The recent suicide of Robin Williams shook the nation, once again pointing out that depression is no laughing matter. But Latvian-born, Brooklyn-based writer-director-producer-animator Signe Baumane takes a unique approach to depression and suicide in the darkly twisted animated film Rocks in My Pockets: A Crazy Quest for Sanity. Influenced by such animation giants as Jan Švankmajer and Bill Plympton in addition to Lithuanian-Polish illustrator Stasys Eidrigevicius and Russian animator Yuri Norstein, Baumane, a self-described “Master of Self Pity,” incorporates hand-drawn animation, papier-mâché constructions, and stop-motion animation in telling the story of her family’s long history of mental illness and suicide. Inspired by her own thoughts of ending it all, Baumane (Teat Beat of Sex), in her feature-length debut, divides the film into segments about her suicidal relatives.
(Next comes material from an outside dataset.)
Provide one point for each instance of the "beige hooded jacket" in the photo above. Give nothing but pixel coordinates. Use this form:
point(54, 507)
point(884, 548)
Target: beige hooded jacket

She narrates the tales of Indulis, an entrepreneur and failed counterfeiter with an “idea-generating brain”; Anna, a university graduate and secretary who falls in love with Indulis, her married boss; Miranda, who looks at the world as if everything were a work of art; Linda, a medical student with big dreams; Irbe, a lonely music teacher who hears voices in her head; and herself as they all experience various aspects of severe depression while facing the trials and tribulations of everyday life in a changing sociopolitical climate in Eastern Europe. 

At the beginning of Eric Merola’s Second Opinion: Laetrile at Sloan-Kettering, a 1970s news reporter says, “Dr. Robert Good, president of the Sloan Kettering Institute, one of the world’s biggest and richest cancer research centers, said Laetrile does not prevent cancer, nor cure cancer, nor stop cancer from spreading.” For the next seventy-five minutes, Ralph W. Moss, PhD, the public affairs science writer for the Memorial Sloan Kettering Cancer Center from 1974 to 1977, talks about what lay behind that statement and the furor that followed. He tells the captivating story of what went on behind the scenes as Laetrile, a form of amygdalin used in tumor treatment, was coveted by cancer patients but demonized by the medical establishment. The controversy over the drug, which was eventually banned in America, forced patients to go to Mexico in search of the palliative care medicine while the FDA, the National Cancer Institute, and several high-profile MSK doctors considered it to be quackery. MSK’s own top researcher, Dr. Kanematsu Sugiura, had exciting success treating mice with the drug, hopeful that the positive effects would be proven in humans as well. But when Dr. Good, MSK vice presidents Dr. Lloyd J. Old and Dr. Chester Stock, and MSKCC president Dr. Lewis Thomas decided that Laetrile was not the future of cancer treatment, despite what some of them had previously stated in public, Moss was confused and distressed. Others were as well; the documentary reveals that the political dimension of the debate eventually brought even the ultra-right-wing John Birch Society into the fray. Moss eventually became a whistleblower, writing numerous books on the subject, including The Cancer Industry, Cancer Therapy: The Independent Consumer’s Guide to Non-Toxic Treatment & Prevention, and the brand-new Doctored Results: The Suppression of Laetrile at Sloan-Kettering Institute for Cancer Research, which spurred the documentary.